China launched its largest incursion to date into Taiwan’s Air Defense Identification Zone (ADIZ) on Sunday. 71 Chinese military aircraft entered the ADIZ in a span of 24 hours, 43 of them also crossing the median line of the Taiwan Strait, the unofficial border between the mainland People’s Republic of China (PRC) and the island-based Republic of China (ROC).
The Taiwanese Defense Ministry said seven surface vessels from China’s People’s Liberation Army (PLA) were also detected near Taiwan.
71 PLA aircraft and 7 PLAN vessels around Taiwan were detected in our surrounding region by 6 a.m.(UTC+8) today. R.O.C. Armed Forces have monitored the situation and tasked CAP aircraft, Navy vessels, and land-based missile systems to respond these activities. pic.twitter.com/DagRhnN69F
— 國防部 Ministry of National Defense, R.O.C. 🇹🇼 (@MoNDefense) December 26, 2022
Taiwan said the PLA aircraft included top-of-the-line fighters and bombers, anti-submarine, electronic warfare, and support planes. The PLA released photos to Chinese state media that suggested at least one H-6 nuclear-capable bomber and a Type 052C guided missile destroyer were involved in the exercise.
The ADIZ is a buffer zone of carefully-monitored airspace that surrounds a country’s secure national airspace. Penetrating Taiwan’s ADIZ, especially with so many military aircraft, is considered provocative but not an act of war.
Even more provocative is China crossing the median line of the Taiwan Strait, also known as the “Davis Line” after World War 2-era American Brig. Gen. Benjamin Davis. The median line is not an officially recognized border, but it has long been treated as a “do not cross” safety buffer by both China and Taiwan.
China has been penetrating Taiwan’s ADIZ and crossing the Davis Line with increasing frequency since 2020. Over 1,700 incursions were perpetrated by the PLA over the past year, an increase from 969 in 2021 and 146 in 2020.
The PLA claimed its “strike drills” and “combat patrols” on Sunday were a “firm response to the current U.S.-Taiwan escalation and provocation.” This was a reference to the latest U.S. defense spending bill, which included up to $10 billion in security assistance for Taiwan over the next five years and expedited arms sales to Taiwan.

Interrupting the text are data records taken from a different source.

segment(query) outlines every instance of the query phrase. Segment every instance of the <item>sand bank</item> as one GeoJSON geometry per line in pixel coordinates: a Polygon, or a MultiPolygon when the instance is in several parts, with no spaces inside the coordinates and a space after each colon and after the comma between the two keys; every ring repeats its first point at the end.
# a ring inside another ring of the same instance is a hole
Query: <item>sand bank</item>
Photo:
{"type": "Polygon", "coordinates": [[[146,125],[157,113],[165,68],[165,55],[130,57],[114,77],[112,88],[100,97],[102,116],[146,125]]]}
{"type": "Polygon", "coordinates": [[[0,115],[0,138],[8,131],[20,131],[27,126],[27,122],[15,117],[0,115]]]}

President Joe Biden signed the bill into law on Friday. On Saturday, the Chinese Foreign Ministry declared it was “strongly dissatisfied and resolutely opposed” to the American defense spending bill, claiming it “ignores the facts to exaggerate a ‘China threat’, wantonly interferes in China’s internal affairs and attacks and smears the Chinese Communist party.”
The PLA stepped up its threatening activities around Taiwan throughout December as the U.S. defense bill made its way through Congress, including committing an ADIZ incursion with 18 nuclear-capable bombers on December 13.

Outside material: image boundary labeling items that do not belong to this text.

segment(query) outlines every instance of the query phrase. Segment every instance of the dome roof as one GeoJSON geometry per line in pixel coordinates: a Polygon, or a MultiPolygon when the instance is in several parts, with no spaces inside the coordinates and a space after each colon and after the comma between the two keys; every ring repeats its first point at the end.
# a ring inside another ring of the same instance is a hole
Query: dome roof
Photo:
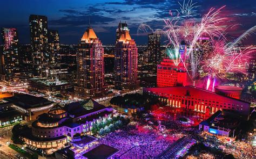
{"type": "Polygon", "coordinates": [[[65,113],[66,113],[66,111],[58,104],[52,107],[48,112],[48,114],[53,115],[58,115],[65,113]]]}
{"type": "Polygon", "coordinates": [[[84,33],[82,37],[81,41],[85,41],[86,42],[88,42],[91,39],[97,38],[98,38],[92,28],[91,27],[89,27],[86,31],[84,32],[84,33]]]}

Taiwanese President Tsai Ing-wen held a meeting with military officers on Monday morning. She reportedly did not directly address the massive Chinese ADIZ incursion directly, but she did call for increased defense capacity to resist “the continuous expansion of authoritarianism.”
“The more preparations we make, the less likely there will be rash attempts of aggression. The more united we are, the stronger and safer Taiwan would become,” Tsai said.
Tsai is expected to announce a decision on Tuesday afternoon concerning a proposal to extend mandatory military service from four months to a full year. Early indications are that Tsai will make the extension, which would take effect at the beginning of 2024.
One year is the longest conscription period Tsai’s administration can authorize without revising the military service law. The mandatory service period for men over 18 was as long as three years during the Cold War era, but was scaled back to one year in 2008, and then four months in 2013. Taiwan’s combat troops are now primarily volunteers, with most conscripts expected only to undergo a few weeks of boot camp and then perform support duties.